Flazasulfuron
- Names: Preferred IUPAC name N-[(4,6-Dimethoxypyrimidin-2-yl)carbamoyl]-3-(trifluoromethyl)pyridine-2-sulfonamide

Identifiers
- CAS Number: 104040-78-0;
- 3D model (JSmol): Interactive image;
- ChemSpider: 84440;
- ECHA InfoCard: 100.123.655
- PubChem CID: 93539;
- UNII: 3SB13WWV30;
- CompTox Dashboard (EPA): DTXSID3034610 ;

Properties
- Chemical formula: C_{13}H_{12}F_{3}N_{5}O_{5}S
- Molar mass: 407.32 g·mol^{−1}
- Appearance: White solid
- Melting point: 166–170 °C (331–338 °F; 439–443 K)

= Flazasulfuron =

Flazasulfuron is a sulfonylurea herbicide used for controlling the unwanted growth of grass, broad-leaved weeds and sedges. The mode of action of flazasulfuron is through the inhibition of the enzyme acetolactate synthase (ALS), which results in the inhibition of amino acid synthesis, cell division and ultimately plant growth. Flazasulfuron can be used on both pre-emergent weeds and post-emergent weeds. Growth ceases within hours of the application of the compound. Symptoms include leaf discolouration, desiccation, necrosis and ultimately plant death within 20 – 25 days of application. It is a white, water-soluble solid.

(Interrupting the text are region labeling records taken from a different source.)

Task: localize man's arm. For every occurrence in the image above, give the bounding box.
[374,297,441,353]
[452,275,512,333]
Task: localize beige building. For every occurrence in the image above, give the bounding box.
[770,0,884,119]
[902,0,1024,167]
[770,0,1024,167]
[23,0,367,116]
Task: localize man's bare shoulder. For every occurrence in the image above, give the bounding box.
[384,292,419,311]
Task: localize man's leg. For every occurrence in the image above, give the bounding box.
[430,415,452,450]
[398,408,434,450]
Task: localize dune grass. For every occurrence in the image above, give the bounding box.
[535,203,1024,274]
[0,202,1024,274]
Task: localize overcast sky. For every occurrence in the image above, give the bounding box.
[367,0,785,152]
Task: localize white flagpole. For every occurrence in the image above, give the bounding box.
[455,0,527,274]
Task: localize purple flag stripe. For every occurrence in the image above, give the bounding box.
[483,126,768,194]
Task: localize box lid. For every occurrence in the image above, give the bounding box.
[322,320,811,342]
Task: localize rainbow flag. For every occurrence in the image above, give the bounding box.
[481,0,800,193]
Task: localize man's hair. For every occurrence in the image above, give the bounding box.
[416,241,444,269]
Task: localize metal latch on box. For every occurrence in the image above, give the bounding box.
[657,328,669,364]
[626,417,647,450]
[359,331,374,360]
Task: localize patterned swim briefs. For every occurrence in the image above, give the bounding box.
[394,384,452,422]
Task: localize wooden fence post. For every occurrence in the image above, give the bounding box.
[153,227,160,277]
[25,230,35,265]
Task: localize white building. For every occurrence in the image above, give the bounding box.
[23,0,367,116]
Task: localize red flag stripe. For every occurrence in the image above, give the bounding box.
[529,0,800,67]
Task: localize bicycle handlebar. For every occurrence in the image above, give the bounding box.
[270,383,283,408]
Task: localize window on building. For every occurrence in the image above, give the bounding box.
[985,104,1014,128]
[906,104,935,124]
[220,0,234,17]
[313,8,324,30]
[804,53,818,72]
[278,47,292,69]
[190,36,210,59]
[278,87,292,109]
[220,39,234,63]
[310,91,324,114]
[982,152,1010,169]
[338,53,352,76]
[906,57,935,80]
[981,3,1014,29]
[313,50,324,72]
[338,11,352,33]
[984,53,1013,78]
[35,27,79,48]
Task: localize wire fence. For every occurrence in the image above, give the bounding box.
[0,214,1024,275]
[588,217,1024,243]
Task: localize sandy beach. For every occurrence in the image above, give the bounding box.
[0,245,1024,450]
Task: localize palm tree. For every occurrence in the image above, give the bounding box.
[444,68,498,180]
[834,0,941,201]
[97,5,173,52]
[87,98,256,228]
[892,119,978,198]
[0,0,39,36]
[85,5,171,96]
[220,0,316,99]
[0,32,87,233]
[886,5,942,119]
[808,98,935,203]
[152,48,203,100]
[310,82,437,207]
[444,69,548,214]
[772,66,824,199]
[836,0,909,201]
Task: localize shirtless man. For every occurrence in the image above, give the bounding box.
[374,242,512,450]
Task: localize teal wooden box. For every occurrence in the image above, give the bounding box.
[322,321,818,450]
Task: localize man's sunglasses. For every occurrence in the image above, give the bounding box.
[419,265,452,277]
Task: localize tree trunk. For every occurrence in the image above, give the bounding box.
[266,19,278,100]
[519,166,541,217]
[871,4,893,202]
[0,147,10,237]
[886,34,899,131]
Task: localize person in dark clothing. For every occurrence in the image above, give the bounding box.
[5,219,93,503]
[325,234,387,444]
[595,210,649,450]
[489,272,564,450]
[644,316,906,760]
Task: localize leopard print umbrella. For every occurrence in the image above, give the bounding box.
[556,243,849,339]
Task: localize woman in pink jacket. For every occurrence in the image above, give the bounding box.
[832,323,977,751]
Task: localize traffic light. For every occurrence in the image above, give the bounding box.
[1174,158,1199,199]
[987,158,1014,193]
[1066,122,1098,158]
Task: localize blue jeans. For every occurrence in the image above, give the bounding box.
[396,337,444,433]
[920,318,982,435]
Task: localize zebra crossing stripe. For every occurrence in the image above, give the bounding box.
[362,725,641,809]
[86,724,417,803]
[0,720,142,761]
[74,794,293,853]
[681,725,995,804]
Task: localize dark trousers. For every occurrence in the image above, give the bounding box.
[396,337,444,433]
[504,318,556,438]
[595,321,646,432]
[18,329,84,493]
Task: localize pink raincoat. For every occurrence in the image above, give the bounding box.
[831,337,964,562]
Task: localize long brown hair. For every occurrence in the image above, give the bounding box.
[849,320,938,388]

Flazasulfuron's HRAC classification is Group B (global, Aus), Group 2 (numeric), as it inhibits acetohydroxyacid synthase.

==Synthesis==
The synthesis of flazasulfuron begins with the one pot chlorination and chlorine/fluorine exchange of 3-picoline (1). This reaction is performed in the gas phase in a purpose built reactor where the desired product (2) is one of the components of the crude product mixture. Treatment of (2) with sodium hydrosulfide gives (3) by nucleophillic aromatic substitution. Acidic oxidation with chlorine produces the sulfonylchloride which is filtered off and added directly to chilled concentrated ammonia solution to produce 3-trifluoromethylpyridin-2-yl sulfonamide (4). Treatment with diphenylcarbonate (5) and sodium hydride gives the carbamate (6). Finally, flazasulfuron is obtained by the reaction of (6) with 4,6-dimethoxy-1-aminopyrimidine in dioxane.

An alternative strategy is to use (4) as nucleophile with the O-phenylcarbamate of 4,6-dimethoxy-1-aminopyrimidine (7) as electrophile in the presence of DBN.